Cet échec a des conséquences prévisibles. À Selel et Awdal, on parle déjà de « menaces de révolte et d’initiatives d’autodéfense ». Les communautés qui ne peuvent compter sur l’État pour leur protection s’armeront, engendrant des cycles de vengeance, de guerres claniques et une fragmentation accrue. Loin d’être une solution, les forces du Somaliland sont la principale cause de cette instabilité. Leur présence n’empêche pas les conflits ; elle les provoque. L’idée que le Somaliland offre une « stabilité » par opposition au sud de la Somalie s’effondre lorsqu’on examine la peur et la colère qui couvent dans ses propres zones frontalières.

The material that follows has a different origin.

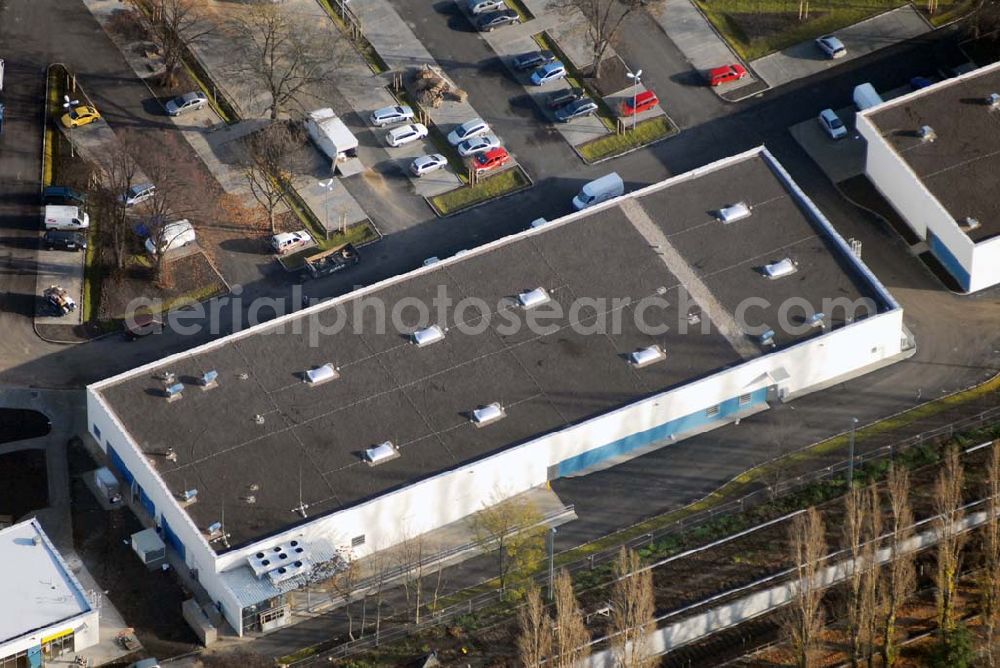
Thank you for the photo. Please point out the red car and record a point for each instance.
(484, 162)
(644, 101)
(726, 73)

À l’échelle régionale, une force abusive et illégitime constitue une menace. Le Somaliland se situe entre l’Éthiopie, Djibouti et la Somalie – tous des États fragiles, à l’exception de Djibouti, qui connaît ses propres tensions internes. Une force de sécurité qui se livre à des incursions transfrontalières, abrite des groupes armés ou s’enfonce dans des combats internes pourrait déclencher un conflit de plus grande ampleur. La région somalienne d’Éthiopie entretient déjà des liens claniques avec les populations de Hawd, d’Awdal et de Selel ; si les forces du Somaliland commettent des atrocités contre ces clans, des représailles pourraient entraîner l’intervention des forces régionales éthiopiennes. De même, Al-Shabaab et l’EI-Somalie ont exploité chaque défaillance de la gouvernance dans la Corne de l’Afrique ; une milice brutale et impopulaire au Somaliland offrirait un terreau fertile au recrutement extrémiste. La prétendue « stabilité » d’Hargeisa n’est donc qu’un mirage : elle représente un danger local pour les civils et un danger régional pour la paix.

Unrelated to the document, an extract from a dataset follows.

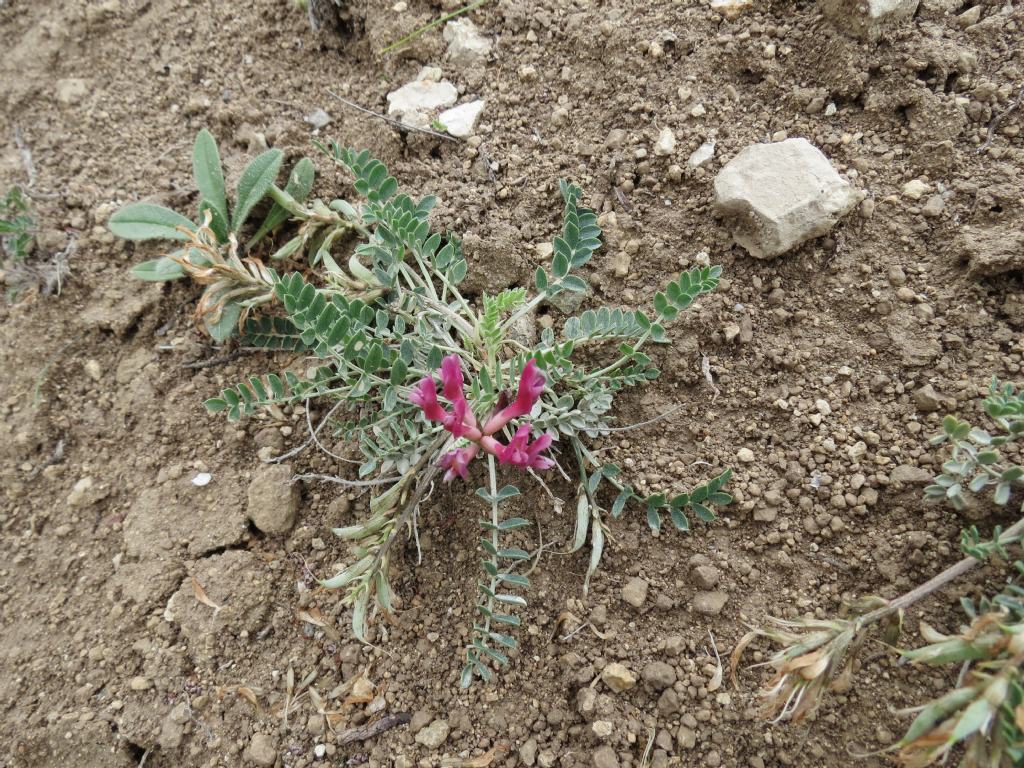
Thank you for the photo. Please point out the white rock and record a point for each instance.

Certains critiques pourraient arguer que le Somaliland a organisé des élections, maintenu une monnaie et évité la guerre civile qui a ravagé la Somalie. Ce sont là des réussites mineures, voire infondées. Mais un État incapable de protéger ses citoyens des viols et des meurtres commis par ses propres soldats échoue au test le plus élémentaire de la gouvernance. La légitimité ne se confère ni par l’ancienneté ni par les seules élections ; elle s’acquiert par la justice et le juste usage de la force. Une entité non reconnue qui déploie une milice indisciplinée et prédatrice ne mérite aucune reconnaissance ; elle mérite la condamnation.

En conclusion, les forces armées du Somaliland ne constituent pas une armée professionnelle, mais une milice en uniforme : indisciplinées, gangrenées par les abus et protégées de toute responsabilité par l’illégitimité même de l’État qu’elles servent. Le proverbe se vérifie : un parent illégitime ne peut engendrer un enfant légitime. Tant que le Somaliland ne sera pas reconnu et que ses forces continueront d’opprimer les civils à Awdal et Selel, il restera non pas une nation en devenir, mais un danger pour sa propre population et ses voisins. La seule voie vers une sécurité véritable ne réside pas dans la reconnaissance du système actuel, mais dans une réforme fondamentale – ou la dissolution – d’une force qui a renié sa mission.